[A caveat, though - please do not feel that I am in any way implying that you should be doing what I do. That would be weird. Different people are different. I find, however, that this system works for me, and I love systems so I am going to write about it here as is my blog-given right. I would love to hear about the To-Do list systems you all use too!]
I have a number of To-Do lists around my home, my office, and my various internet accounts. I have project specific lists on binder paper in folders for those projects. I have lines piled up in the "all day" section of my google calendar. I have a post-it with prep activities for the night before a work day next to my coffeemaker. I have a list of goals for the year above my desk. I have a list of goals for the Summer nearby. All of these, however, feed into the daily To-Do list that I carry with me.
|Mostly fictitious example of how I handle To-Do lists.|
How I handle this daily list is based partly on:
1. my deep-seated love for physically crossing things off of lists. This means I carry an actual physical paper and pencil list because that allows me to <3 cross things off of it <3 even though it is, in some ways, less convenient than a digital/virtual list would be. An added benefit is that I find the act of writing the things down with a pencil helps reinforce my memory that you know, they should actually get done. Because I'm kind of embarrassed to admit this, but unfortunately
2. I will forget to do things if they are not on lists. I put "wash hair" on my to do list. I will literally forget when I washed my hair last if I do not see it crossed off on an earlier day's list.
So, those possibly shameful facts admitted, here's how I do it.
Twice a week, Wednesday evening and Sunday evening, generally, I sit down with my calendar up on my computer screen, my lists of projects and goals next to me, a picture or list of my farm share foods, and I create my plan for the next few days.
I use a lot of exclamation points.
I use a two-column stenographer's notebook (like this one, but not actually this one because I buy in bulk) that I divide into a "work" column and a "home" column for each weekday. I have a long commute, so I include what I want to get done on the train in my "work" column. As per my earlier post regarding meal planning, I write down what I plan to eat for dinner, and what I want to pack for the next day's lunch.
Weekends (theoretically) involve no separation of work and home life, so I use one column for each day.
When list items need to happen at a specific time, I put a star next to them. I like stars. I also work out travel time ahead. If I am meeting friends for a movie downtown, I use Hopstop or Google Maps to figure out how long it will take me to get there and then put my leaving time on the To-Do list. I program my phone alarms to remind me to be where I need to be when I need to be there.
1. I pair congenial tasks. That is, I don't just write "wash hair," but rather "wash hair and dishes" because I need to wash my hair about as often as I need to do dishes, so why not do them at the same time?

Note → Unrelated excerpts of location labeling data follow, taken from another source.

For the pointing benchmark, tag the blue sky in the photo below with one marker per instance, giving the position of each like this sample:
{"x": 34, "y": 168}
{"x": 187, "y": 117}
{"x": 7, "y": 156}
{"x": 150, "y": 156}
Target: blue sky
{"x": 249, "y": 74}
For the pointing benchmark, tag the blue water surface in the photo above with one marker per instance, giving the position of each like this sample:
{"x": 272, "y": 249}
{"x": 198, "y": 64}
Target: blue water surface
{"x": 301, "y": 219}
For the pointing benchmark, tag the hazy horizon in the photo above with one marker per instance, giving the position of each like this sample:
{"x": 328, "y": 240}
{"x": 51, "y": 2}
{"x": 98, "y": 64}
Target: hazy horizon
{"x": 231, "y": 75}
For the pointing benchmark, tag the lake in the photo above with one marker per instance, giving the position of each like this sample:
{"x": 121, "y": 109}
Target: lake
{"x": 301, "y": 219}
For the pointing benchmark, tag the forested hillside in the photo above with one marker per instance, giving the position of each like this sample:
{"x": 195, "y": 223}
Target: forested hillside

2. I don't like calculating percentages of how much of a given project is done. That's just math pretending to be efficiency. I instead make each To-Do list item something that can be completed. SO I might have an entry such as "sort 101 essays into batches of 10" and then a few entries that each read "Mark a batch of 101 essays."
3. I'm lying about some stuff for clarity. I NEVER write "sort 101 essays into batches of 10" or "Mark a batch of 101 essays." I write things like "SORT 101" and "MARK BATCH 101." Full disclosure; etc.
EDIT: A wonderful two-part to-do list has been recently posted on UfYH - the listmaker uses one list to set a schedule of tasks to be accomplished chronologically and then and makes another list of rewards for completing tasks! This means the listmakes GETS TO CROSS OFF TWICE AS MANY THINGS.
SO! What do YOU do to keep track of things? Or are you pleasantly superior because you don't need to keep track of things at all?